Before I answer the question: “How is nature critical to a twenty-first century urban ethic?” I first need to ask the more fundamental question: “What is nature and how is it constructed by people in our increasingly different and diverse urban communities?” Cities of difference are places where we are “in the presence of otherness,” as Sennett puts it—namely, our increasingly different, diverse, and culturally heterogeneous urban areas
In my blog Cities of (in)Difference I discussed Bloomfield and Bianchini’s (2002, p. 6) intercultural dream where “different cultures intersect, ‘contaminate’ each other and hybridise.” Clearly parks, public spaces and streets have a role to play in this. Unfortunately however, culturally inclusive spaces, those designed intentionally around the recognition of difference, diversity, and cultural heterogeneity have neither been a major focus of study in the planning literature nor are they well understood by practicing urban designers, planners and policy makers (Kumar and Martin 2004).

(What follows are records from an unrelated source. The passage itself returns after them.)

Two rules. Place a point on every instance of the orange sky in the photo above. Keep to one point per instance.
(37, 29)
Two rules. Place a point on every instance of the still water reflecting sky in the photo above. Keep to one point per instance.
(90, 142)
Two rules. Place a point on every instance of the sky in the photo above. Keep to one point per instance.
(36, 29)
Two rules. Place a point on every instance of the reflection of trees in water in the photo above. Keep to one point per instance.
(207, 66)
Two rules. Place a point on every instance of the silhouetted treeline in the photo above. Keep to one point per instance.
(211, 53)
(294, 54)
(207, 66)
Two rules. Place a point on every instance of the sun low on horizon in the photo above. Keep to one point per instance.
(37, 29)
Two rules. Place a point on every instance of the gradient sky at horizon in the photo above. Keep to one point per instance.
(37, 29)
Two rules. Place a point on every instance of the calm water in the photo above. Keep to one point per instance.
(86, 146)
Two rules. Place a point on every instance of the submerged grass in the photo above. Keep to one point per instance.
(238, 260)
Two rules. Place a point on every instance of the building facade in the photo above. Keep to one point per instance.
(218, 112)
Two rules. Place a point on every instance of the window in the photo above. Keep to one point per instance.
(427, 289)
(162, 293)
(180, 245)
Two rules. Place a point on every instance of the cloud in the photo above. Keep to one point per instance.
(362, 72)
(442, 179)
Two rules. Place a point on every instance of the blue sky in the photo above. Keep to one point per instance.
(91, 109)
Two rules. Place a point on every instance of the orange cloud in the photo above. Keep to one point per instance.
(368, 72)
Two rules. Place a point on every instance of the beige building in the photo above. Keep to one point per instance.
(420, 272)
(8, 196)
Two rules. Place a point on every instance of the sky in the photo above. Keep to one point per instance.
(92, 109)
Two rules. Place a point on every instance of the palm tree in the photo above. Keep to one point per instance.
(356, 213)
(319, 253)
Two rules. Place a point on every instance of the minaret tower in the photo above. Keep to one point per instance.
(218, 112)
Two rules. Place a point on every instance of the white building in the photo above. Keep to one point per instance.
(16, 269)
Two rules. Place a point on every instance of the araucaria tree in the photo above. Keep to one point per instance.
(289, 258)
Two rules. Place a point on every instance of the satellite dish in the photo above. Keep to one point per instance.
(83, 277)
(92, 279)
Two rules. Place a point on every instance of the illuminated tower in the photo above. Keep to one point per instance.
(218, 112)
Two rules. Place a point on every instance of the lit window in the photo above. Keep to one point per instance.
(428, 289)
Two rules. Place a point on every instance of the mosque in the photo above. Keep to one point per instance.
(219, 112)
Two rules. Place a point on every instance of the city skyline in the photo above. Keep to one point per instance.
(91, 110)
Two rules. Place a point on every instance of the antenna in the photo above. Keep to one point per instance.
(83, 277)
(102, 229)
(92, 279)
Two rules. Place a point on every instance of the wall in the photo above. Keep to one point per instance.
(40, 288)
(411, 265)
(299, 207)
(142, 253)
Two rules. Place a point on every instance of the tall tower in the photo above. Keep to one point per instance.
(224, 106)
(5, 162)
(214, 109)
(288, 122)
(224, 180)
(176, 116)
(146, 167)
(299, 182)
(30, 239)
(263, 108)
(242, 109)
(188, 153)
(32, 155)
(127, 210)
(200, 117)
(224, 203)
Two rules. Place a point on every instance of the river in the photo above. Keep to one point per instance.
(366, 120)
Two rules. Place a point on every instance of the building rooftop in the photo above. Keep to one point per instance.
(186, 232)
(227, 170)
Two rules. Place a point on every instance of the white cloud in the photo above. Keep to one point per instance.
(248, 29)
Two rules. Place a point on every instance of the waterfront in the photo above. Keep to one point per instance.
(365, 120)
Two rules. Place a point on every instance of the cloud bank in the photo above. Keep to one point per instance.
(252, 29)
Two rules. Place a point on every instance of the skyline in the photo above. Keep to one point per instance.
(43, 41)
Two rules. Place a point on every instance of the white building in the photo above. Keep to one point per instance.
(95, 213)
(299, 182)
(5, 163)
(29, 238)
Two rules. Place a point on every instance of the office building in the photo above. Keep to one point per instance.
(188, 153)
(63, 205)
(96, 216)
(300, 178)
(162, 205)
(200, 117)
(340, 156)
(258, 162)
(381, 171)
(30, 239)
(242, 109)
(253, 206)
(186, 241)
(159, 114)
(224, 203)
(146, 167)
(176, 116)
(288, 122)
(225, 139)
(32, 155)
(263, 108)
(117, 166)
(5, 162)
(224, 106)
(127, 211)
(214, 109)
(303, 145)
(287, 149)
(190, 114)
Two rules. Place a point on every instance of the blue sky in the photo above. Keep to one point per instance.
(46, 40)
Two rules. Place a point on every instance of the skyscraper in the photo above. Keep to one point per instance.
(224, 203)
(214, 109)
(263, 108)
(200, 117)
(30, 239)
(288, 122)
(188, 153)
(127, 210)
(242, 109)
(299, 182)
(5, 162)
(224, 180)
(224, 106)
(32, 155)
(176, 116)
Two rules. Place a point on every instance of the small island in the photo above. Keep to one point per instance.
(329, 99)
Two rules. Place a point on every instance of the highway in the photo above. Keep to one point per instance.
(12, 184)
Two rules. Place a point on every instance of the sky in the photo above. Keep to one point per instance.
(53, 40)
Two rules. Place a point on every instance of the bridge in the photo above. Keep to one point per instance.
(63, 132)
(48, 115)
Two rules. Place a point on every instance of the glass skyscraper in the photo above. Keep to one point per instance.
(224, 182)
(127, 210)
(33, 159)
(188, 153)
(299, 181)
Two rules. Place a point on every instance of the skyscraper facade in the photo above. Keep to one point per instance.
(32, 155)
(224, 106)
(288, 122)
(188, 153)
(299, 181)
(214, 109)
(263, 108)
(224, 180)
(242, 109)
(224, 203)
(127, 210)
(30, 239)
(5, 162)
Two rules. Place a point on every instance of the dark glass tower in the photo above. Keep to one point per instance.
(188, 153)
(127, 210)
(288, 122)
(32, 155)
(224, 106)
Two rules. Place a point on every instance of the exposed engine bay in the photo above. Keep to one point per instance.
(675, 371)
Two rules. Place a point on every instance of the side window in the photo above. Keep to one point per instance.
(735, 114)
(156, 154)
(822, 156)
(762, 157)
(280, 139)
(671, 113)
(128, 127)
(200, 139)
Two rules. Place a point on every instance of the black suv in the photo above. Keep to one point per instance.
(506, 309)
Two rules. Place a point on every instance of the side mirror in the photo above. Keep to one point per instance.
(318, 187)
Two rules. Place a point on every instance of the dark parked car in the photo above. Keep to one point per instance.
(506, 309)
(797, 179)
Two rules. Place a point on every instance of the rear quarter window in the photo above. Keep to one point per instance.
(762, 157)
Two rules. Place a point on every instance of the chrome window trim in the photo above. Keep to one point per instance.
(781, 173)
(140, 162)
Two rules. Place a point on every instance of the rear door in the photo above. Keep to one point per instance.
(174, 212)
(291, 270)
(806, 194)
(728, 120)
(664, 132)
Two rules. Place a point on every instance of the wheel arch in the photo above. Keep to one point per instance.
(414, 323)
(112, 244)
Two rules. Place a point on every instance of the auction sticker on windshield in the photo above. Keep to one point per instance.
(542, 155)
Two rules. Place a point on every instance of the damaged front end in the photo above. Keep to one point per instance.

Cities of difference (Fincher and Jacobs 1998) are places where we are “in the presence of otherness” (Sennett 1990 p123) — namely, our increasingly different, diverse, and culturally heterogeneous urban areas. Yet as I travel around the world I see token, or very little recognition, understanding of, and engagement with this difference, diversity, and cultural heterogeneity in creative and productive ways. Moreover, I’ve seen no examples which could be said to be capable of fundamentally transforming civic institutions, the public realm, its discourses and city management practices.